Le parallèle est évident :
- Les collaborateurs doivent faire évoluer leurs compétences pour mieux répondre aux besoins du marché et de l’organisation.
- Les assistants IA doivent eux aussi être paramétrés, entraînés et mis à jour pour mieux soutenir l’évolution des processus, des attentes et des stratégies.
Dès lors, développer les compétences d’un assistant IA (par affinement, spécialisation, ou ajout de capacités) doit devenir une mission RH aussi naturelle que celle qui concerne les collaborateurs humains.
C’est un continuum du développement des ressources humaines et artificielles au service du projet d’entreprise.
Comment les TI peuvent soutenir les RH dans cette mission ?
Plutôt que de tout gérer eux-mêmes, les TI doivent désormais devenir des partenaires stratégiques des RH. Voici quelques pistes concrètes :
- Mettre à disposition des RH des interfaces de paramétrage simplifiées pour que les équipes RH puissent entraîner, personnaliser et suivre l’évolution des assistants sans dépendre exclusivement des TI.
- Créer un catalogue d’aptitudes et de compétences IA basé sur les capacités natives et les domaines d’application possibles.
- Fournir des outils de reporting pour suivre l’usage et la performance des assistants IA de manière intelligible pour les RH.
- Former les RH aux bases du fonctionnement des IA génératives et des agents conversationnels pour renforcer leur autonomie d’évaluation.

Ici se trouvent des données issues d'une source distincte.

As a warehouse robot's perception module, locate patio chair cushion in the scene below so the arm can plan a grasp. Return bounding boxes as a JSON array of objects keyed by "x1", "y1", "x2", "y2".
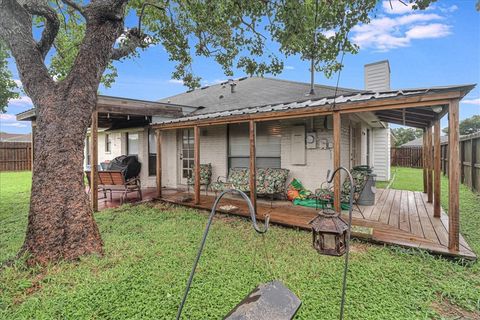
[
  {"x1": 264, "y1": 168, "x2": 290, "y2": 194},
  {"x1": 187, "y1": 163, "x2": 212, "y2": 186},
  {"x1": 212, "y1": 168, "x2": 289, "y2": 194}
]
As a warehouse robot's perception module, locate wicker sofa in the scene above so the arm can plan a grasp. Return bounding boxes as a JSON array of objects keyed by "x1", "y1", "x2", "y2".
[{"x1": 212, "y1": 168, "x2": 290, "y2": 198}]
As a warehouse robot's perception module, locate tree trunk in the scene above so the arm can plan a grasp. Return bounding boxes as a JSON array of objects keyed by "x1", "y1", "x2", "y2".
[{"x1": 23, "y1": 92, "x2": 102, "y2": 263}]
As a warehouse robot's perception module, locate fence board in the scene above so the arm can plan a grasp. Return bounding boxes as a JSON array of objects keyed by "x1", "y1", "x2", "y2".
[
  {"x1": 390, "y1": 147, "x2": 423, "y2": 168},
  {"x1": 390, "y1": 132, "x2": 480, "y2": 193},
  {"x1": 0, "y1": 142, "x2": 32, "y2": 171}
]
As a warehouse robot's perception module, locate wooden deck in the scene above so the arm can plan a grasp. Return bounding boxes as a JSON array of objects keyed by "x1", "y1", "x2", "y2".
[{"x1": 161, "y1": 189, "x2": 476, "y2": 260}]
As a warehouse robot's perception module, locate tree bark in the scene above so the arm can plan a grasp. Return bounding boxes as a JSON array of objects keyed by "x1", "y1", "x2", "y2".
[
  {"x1": 23, "y1": 91, "x2": 103, "y2": 263},
  {"x1": 0, "y1": 0, "x2": 131, "y2": 264}
]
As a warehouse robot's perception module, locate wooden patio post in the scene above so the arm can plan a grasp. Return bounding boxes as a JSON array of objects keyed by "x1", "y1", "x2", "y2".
[
  {"x1": 30, "y1": 120, "x2": 35, "y2": 170},
  {"x1": 193, "y1": 126, "x2": 200, "y2": 204},
  {"x1": 426, "y1": 126, "x2": 433, "y2": 203},
  {"x1": 433, "y1": 119, "x2": 442, "y2": 218},
  {"x1": 155, "y1": 129, "x2": 162, "y2": 198},
  {"x1": 249, "y1": 120, "x2": 257, "y2": 213},
  {"x1": 90, "y1": 110, "x2": 98, "y2": 212},
  {"x1": 448, "y1": 100, "x2": 460, "y2": 251},
  {"x1": 422, "y1": 128, "x2": 428, "y2": 193},
  {"x1": 333, "y1": 112, "x2": 342, "y2": 212}
]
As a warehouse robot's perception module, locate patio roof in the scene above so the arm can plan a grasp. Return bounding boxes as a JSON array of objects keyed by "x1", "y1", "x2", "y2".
[
  {"x1": 153, "y1": 84, "x2": 475, "y2": 128},
  {"x1": 17, "y1": 95, "x2": 196, "y2": 130}
]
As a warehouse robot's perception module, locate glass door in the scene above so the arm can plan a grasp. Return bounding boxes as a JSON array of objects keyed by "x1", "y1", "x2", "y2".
[{"x1": 180, "y1": 129, "x2": 195, "y2": 184}]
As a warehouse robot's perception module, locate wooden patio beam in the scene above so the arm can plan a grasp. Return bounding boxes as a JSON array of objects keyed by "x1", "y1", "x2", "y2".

- Mettre en place un processus d’alignement stratégique pour intégrer l’évolution des IA au plan de développement global des compétences de l’entreprise.
En somme, les TI doivent devenir des fournisseurs de moyens, tandis que les RH deviennent les gestionnaires de talents — humains et artificiels.
Conclusion : Vers une nouvelle gouvernance des ressources mixtes
L’intégration des assistants IA n’est pas simplement un sujet de déploiement technologique. C’est une mutation profonde de l’organisation du travail. Refuser de confier aux RH la responsabilité d’évaluer, de développer et de faire évoluer les assistants IA, c’est priver l’entreprise d’une vision stratégique cohérente et durable.
Et si nous faisions erreur depuis le début ?
Et si l’avenir appartenait aux organisations capables d’unir développement humain et développement artificiel dans une même dynamique de croissance ?
Il est temps de construire une nouvelle gouvernance des ressources mixtes, où compétence humaine et performance artificielle avanceront ensemble, au service de l’intelligence collective et de la réussite de l’entreprise.